As an example of the problem I am trying to solve is, I have the string:

a = "1;2;4\n3;4;5"

And I would like to perform this:

>>> [(x.split(";")[1],x.split(";")[2]) for x in a.split("\n") if x.split(",")[1] != 5]
[('2', '4'), ('4', '5')]

Without the need for running split three times. So something like this (Which is obviously invalid syntax but hopefully is enough to get the message across):

[(x[1],x[2]) for x.split(";") in a.split("\n") if x[1] != 5]

In this question I am not looking for fancy ways to get the 2nd and 3rd column of the string. It is just a way of providing a concrete example. I could for course for the example use:

[x.split(";")[1:3] for x in a.split("\n")]

The possible solutions I have thought of:

  1. Not use a list comprehension
  2. Leave it as is
  3. Use the csv.DictReader, name my columns and something like StringIO to give it the input.
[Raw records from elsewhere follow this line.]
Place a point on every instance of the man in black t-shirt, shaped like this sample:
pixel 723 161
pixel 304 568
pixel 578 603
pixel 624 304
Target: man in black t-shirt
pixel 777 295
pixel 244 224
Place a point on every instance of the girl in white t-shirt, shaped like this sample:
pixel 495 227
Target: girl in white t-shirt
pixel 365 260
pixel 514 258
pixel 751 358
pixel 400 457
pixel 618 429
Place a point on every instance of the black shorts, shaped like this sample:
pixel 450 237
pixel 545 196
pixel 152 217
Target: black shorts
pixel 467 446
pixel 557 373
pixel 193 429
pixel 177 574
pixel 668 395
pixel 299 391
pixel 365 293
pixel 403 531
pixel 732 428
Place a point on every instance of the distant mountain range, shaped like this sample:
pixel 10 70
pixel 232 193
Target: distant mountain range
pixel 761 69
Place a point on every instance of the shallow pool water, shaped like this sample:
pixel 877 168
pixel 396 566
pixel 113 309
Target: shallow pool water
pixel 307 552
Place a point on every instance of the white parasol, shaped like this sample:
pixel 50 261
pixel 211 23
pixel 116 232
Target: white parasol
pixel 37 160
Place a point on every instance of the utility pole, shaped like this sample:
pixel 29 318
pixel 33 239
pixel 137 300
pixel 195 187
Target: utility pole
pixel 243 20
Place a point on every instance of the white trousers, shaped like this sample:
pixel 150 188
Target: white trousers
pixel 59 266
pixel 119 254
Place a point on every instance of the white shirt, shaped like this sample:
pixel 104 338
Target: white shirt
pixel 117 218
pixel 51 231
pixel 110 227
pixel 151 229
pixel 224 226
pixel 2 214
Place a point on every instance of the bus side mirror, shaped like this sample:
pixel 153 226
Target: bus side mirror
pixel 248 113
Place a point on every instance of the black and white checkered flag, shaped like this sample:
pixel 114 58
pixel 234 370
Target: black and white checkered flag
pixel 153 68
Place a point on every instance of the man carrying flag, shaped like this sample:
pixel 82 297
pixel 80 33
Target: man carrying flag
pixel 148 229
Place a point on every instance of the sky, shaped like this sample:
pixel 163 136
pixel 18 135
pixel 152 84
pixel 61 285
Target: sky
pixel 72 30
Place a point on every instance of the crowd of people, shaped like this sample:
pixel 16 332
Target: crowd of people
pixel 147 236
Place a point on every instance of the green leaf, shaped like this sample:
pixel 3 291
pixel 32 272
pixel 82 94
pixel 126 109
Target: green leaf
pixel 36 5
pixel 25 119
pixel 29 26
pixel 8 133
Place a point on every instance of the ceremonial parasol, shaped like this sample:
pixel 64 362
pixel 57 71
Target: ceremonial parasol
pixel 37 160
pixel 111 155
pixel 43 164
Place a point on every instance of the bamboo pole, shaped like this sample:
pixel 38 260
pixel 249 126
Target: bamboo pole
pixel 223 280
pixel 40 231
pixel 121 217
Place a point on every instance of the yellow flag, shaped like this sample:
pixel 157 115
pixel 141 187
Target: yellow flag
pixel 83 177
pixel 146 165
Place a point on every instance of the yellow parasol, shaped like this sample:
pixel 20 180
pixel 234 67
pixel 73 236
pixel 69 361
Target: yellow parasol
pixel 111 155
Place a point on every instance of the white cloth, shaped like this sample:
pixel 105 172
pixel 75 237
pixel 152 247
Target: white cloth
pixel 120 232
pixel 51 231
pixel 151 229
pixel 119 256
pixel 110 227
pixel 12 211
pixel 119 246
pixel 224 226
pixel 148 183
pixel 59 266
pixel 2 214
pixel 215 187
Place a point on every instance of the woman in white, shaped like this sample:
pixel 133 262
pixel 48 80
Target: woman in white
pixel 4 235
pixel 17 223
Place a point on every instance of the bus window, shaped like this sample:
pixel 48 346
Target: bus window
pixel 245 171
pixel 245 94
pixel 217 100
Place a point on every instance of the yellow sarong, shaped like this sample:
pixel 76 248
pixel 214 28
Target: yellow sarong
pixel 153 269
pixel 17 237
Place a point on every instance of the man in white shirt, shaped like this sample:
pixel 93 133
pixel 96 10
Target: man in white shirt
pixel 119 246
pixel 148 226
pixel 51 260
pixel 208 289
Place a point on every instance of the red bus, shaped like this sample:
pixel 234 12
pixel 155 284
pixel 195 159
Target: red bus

This is mostly something that would be a nice pattern to be able to use rather than a specific case so its hard to answer the "why do you want to do this" or "what is this for" kind of questions

Update: After being reading the solution below I went and ran some speed tests. And I found in my very basic tests that the solution provided was 35% faster than the naive solution above.

回答1:

You could use a list comprehension wrapped around a generator expression:

[(x[1],x[2]) for x in (x.split(";") for x in a.split("\n")) if x[1] != 5]


回答2:

Starting Python 3.8, and the introduction of assignment expressions (PEP 572) (:= operator), it's possible to use a local variable within a list comprehension in order to avoid calling twice the same expression:

In our case, we can name the evaluation of line.split(';') as a variable parts while using the result of the expression to filter the list if parts[1] is not equal to 5; and thus re-use parts to produce the mapped value:

# text = '1;2;4\n3;4;5'
[(parts[1], parts[2]) for line in text.split('\n') if (parts := line.split(';'))[1] != 5]
# [('2', '4'), ('4', '5')]